Samsung Electronics has tipped a surprise record first-quarter profit as analysts said strong chip margins and the early launch of its flagship Galaxy S9 smartphone likely masked broader weakness in the mobile market.
The global semiconductor leader and Apple smartphone rival forecast its January-March profit to leap 57.6 per cent from a year earlier to 15.6 trillion won (US$14.7 billion), beating an average forecast of 14.5 trillion won from a Thomson Reuters survey of 21 analysts.
Revenue for the quarter was tipped to rise 18.7 per cent to 60 trillion won, Samsung said in a regulatory filing.
The South Korean company did not elaborate on its performance and will disclose detailed earnings in late April.
"Even if profits start falling in the second half, Samsung will have a strong balance sheet this year," said Song Myung-sup, analyst at HI Investment & Securities.
Analysts expected the chip division to continue to drive profits, after contributing an estimated 10.7 trillion won to first-quarter earnings.
Lower costs and strong demand for DRAM chips used in servers have fattened the division's margins, putting Samsung on track for record annual earnings amid expectations of tight supply for the remainder of the year.
The mobile business also appeared to have made a surprisingly solid contribution to first-quarter earnings, analysts said, despite a broader slowdown in global smartphone sales.
They put this down to Samsung's early launch of its premium Galaxy S9 device as well as healthy sales of older models as consumers balk at the high price-tags on the latest premium models.
"DRAM prices were good, so the chips division could have earned more than the market expected.
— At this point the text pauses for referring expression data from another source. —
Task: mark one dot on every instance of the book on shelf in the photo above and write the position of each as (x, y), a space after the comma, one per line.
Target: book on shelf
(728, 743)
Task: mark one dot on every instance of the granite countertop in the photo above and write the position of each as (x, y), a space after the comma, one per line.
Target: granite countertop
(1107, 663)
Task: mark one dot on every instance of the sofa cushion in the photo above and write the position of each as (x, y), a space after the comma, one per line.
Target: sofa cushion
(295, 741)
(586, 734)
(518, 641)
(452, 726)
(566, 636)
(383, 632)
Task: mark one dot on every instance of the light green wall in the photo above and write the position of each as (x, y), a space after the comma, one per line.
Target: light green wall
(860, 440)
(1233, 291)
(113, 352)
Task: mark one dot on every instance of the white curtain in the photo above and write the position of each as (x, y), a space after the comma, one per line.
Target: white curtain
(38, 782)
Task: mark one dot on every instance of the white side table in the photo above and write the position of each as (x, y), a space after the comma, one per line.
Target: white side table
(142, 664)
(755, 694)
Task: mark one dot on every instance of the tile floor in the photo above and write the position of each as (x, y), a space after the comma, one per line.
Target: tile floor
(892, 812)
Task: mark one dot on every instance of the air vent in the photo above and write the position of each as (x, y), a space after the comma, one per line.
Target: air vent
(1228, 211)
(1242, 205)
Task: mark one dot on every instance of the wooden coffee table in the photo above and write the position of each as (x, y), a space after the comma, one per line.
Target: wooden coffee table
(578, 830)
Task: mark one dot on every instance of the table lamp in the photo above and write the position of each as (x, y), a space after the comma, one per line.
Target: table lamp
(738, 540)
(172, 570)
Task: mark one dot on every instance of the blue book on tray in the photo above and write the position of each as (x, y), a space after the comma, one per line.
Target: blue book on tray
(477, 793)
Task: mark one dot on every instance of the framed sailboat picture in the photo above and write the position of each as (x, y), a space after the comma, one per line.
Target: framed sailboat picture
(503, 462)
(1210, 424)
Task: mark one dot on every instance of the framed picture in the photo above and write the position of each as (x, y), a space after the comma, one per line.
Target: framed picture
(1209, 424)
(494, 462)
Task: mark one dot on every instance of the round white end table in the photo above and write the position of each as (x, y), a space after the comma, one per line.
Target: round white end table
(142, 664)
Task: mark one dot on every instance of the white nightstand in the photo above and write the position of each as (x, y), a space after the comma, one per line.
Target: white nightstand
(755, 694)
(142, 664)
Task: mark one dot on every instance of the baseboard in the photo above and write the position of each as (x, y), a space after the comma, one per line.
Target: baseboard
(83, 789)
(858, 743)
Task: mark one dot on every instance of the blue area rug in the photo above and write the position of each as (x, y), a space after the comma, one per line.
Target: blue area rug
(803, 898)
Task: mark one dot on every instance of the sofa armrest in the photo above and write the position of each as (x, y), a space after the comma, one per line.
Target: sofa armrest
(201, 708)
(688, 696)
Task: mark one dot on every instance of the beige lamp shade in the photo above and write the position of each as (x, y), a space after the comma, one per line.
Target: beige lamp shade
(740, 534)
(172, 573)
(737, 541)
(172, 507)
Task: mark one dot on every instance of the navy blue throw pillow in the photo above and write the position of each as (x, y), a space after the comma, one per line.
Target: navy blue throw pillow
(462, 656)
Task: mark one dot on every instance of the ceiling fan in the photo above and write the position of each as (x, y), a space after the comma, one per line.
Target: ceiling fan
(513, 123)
But there was probably some upside in the mobile business," said Greg Roh, analyst at HMC Investment & Securities.
The S9, which began selling in most markets in mid-March, launched a full five weeks before its predecessor S8 in 2017.
Worldwide smartphone shipment volumes shrank for the first time in 2017, according to data from industry tracker IDC, as steep prices for high-end models and slowing innovation prompted consumers to delay purchasing upgrades.
Concerns about the smartphone market and a subsequent fall in demand for components like OLED screens - used in Apple's iPhone X - are behind a roughly 4.4 percent fall in Samsung Electronics' share price so far this year, from a record high in November.
Samsung shares fell 2.3 per cent on Friday after the earnings guidance, compared to a 0.7 per cent drop in the wider market.
DRAM prices and the performance of the flagship Galaxy S9 smartphone launched in March will be other key variables for Samsung going forward.
"The Galaxy S9 series will face headwinds that are affecting all premium smartphone makers," research firm Strategy Analytics told Reuters last week.